DE10025803A1 - Polymer surface with biologically active properties and process for their production - Google Patents

Abstract

The invention relates to polymer surfaces with biological properties and processes for their production. Small particles, e.g. B. nanocapsules, microcapsules or liposomes that contain biologically active substances, chemically fixed to the polymer surface. Depending on the field of application, the biologically active substances are released from these fixed particles in a controllable manner after the medical devices equipped with them are introduced into the body. Mixtures of these particles, which release the biologically active substances over different times, can also be used, so that it is possible to achieve the required almost uniform active concentrations on the surface of the medical devices over a long period of time. Mixtures of these particles, each containing different biologically active substances with different chemical and physical properties and, as a result, different release kinetics, can be used, so that it is possible for the different biologically active substances to also have different active concentrations on the surface of the medical technology Devices.

Description

The introduction is often associated with the use of polymers in vivo of biologically active substances, such as chemotherapy drugs, Disinfectant, substances that prevent the deposition of the body's own substances counteract that affect blood clotting or immunoregulatory u. a. Substances, required. Infections occur in 1 to 50% depending on the type of catheter of cases. You put through the elaborate treatment and prolonged Hospitalization is a major financial burden for the affected patients. Approx. 10% of cases lead to death. The necessary additional medical alone Treatment costs are currently estimated at a few billion dollars worldwide. The pathogenesis of catheter infection is not fully understood. It seems certain that the local weakening of the immune system caused by mechanical stress of the tissue at the entry point of the catheter, and the coating of the catheter with a settlement of microorganisms is facilitated for the patient's biomolecules. Various coating methods are used to try to reduce the risk of settlement and thus reducing the risk of infection with permanent catheters.  

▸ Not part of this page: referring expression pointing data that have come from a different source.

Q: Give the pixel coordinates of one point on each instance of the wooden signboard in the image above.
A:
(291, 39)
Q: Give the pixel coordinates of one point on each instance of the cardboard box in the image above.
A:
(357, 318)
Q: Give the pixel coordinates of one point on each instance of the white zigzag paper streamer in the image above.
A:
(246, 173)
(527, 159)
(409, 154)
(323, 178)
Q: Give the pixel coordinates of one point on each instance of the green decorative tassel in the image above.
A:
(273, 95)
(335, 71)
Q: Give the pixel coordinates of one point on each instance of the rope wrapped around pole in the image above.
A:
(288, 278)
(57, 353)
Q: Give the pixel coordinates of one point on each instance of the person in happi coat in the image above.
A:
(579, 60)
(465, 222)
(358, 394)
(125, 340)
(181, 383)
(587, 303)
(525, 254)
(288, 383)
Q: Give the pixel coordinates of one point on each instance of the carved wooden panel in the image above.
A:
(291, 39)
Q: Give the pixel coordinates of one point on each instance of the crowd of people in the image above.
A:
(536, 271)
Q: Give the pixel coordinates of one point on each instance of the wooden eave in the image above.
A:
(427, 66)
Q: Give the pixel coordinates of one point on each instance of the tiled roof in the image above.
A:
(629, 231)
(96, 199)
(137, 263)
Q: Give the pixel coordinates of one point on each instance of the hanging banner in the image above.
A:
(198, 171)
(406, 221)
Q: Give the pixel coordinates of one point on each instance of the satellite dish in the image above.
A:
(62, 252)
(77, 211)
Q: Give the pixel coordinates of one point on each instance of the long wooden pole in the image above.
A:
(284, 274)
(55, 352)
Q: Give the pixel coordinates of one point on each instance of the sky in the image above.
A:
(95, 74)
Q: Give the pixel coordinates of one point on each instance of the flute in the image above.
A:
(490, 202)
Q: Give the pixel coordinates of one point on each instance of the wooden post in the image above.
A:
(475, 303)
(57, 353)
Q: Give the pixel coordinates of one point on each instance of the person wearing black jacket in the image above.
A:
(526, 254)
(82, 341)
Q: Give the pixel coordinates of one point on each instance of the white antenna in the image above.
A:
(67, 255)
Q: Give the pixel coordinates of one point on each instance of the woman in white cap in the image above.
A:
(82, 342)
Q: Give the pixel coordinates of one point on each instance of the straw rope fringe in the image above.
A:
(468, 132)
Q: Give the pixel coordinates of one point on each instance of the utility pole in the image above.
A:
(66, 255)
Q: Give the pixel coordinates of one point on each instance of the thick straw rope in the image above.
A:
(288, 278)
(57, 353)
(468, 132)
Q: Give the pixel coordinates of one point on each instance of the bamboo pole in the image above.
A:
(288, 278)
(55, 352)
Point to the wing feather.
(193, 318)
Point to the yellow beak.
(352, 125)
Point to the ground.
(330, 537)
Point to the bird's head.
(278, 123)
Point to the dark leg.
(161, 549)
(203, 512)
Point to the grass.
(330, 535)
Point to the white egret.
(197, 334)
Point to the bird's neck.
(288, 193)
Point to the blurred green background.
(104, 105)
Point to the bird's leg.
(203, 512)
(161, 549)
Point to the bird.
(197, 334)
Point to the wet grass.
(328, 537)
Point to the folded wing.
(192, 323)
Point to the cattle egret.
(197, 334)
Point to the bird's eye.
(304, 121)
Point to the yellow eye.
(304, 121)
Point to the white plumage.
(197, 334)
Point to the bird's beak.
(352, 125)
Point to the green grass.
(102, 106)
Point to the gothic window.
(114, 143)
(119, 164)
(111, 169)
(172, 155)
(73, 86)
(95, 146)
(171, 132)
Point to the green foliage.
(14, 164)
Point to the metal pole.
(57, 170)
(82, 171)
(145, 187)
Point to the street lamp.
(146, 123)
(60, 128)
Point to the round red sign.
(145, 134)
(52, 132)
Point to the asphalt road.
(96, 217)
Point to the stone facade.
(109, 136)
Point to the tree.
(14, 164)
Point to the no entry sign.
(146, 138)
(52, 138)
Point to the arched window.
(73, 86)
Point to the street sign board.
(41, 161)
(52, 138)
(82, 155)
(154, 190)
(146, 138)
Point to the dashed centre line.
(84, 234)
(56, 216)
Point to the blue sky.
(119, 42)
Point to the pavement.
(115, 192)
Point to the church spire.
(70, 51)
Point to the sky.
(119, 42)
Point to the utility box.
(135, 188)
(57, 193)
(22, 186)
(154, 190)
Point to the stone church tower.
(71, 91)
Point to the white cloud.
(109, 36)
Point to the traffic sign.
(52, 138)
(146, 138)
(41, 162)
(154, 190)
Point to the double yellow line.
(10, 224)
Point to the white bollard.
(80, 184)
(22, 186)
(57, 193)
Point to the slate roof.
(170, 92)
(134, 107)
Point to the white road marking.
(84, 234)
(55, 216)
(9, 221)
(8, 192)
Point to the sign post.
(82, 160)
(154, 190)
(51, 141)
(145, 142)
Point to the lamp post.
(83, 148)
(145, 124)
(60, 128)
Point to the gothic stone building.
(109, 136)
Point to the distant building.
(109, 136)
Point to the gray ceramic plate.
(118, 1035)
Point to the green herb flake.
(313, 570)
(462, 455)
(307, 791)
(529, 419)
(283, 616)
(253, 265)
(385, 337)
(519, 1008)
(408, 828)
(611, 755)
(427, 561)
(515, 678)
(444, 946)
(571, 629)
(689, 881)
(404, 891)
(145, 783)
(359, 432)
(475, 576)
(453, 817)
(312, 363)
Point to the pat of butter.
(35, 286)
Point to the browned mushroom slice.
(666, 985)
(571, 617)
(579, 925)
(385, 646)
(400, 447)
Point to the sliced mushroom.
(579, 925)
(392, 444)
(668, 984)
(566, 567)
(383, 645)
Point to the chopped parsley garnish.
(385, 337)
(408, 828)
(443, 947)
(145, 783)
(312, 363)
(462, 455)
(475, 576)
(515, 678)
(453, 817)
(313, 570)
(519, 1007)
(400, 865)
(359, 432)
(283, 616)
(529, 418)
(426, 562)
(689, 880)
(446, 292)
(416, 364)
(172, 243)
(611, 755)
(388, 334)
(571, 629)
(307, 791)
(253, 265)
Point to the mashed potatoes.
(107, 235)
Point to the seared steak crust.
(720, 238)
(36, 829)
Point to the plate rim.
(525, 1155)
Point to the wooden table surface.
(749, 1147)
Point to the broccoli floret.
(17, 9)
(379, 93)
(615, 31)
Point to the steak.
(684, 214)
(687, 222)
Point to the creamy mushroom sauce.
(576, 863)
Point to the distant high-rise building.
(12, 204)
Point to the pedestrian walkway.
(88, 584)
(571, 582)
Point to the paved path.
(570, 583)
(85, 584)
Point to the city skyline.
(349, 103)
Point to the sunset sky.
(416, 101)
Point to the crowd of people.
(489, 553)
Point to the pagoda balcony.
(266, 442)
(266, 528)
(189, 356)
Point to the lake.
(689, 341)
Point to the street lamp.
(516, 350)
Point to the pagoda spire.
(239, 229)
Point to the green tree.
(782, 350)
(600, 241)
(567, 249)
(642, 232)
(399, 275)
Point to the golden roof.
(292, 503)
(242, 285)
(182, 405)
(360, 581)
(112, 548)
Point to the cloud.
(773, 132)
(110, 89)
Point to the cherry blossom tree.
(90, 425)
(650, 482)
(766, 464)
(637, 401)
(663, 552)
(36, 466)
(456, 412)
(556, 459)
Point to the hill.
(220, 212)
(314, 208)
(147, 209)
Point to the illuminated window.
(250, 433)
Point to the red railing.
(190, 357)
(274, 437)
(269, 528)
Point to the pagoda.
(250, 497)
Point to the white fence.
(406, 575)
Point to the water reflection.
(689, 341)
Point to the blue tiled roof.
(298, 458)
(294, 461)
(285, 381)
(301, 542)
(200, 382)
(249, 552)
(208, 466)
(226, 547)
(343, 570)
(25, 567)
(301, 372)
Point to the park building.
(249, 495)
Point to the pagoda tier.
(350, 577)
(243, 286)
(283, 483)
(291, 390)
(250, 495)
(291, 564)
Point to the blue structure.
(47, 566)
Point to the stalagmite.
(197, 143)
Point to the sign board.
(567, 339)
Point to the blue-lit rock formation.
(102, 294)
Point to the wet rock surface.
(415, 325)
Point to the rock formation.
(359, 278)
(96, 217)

By chemical pretreatment of the catheter surface or coating with Silver compounds have only limited success in the adhesion and colonization of bacteria Reduce.

Prevent antimicrobial substances that are placed on the catheter Infections over a period of time. Such catheters are made by the following technological processes manufactured:

A. Incorporation of the active substance into the polymer

• 1. WO 86-02 561 (Brohult, 1984)
• 2. US 4,581,028 (Columbia Univ. N.Y., 1984)
• 3. EP 229 862 (Terumo, 1986)
• 4. US 4 925 668 (Becton-Dickinson, 1989)
• 5. WO 93-11 821 (Rochester Med. Corp., 1990)
• 6. EP 379 269 (Becton Dickinson, 1990)
• 7. WO 97-47 696 (Merlin, Frankr., 1996)
• 8. JP 10 081 717 (Roray Ind. Inc., 1996)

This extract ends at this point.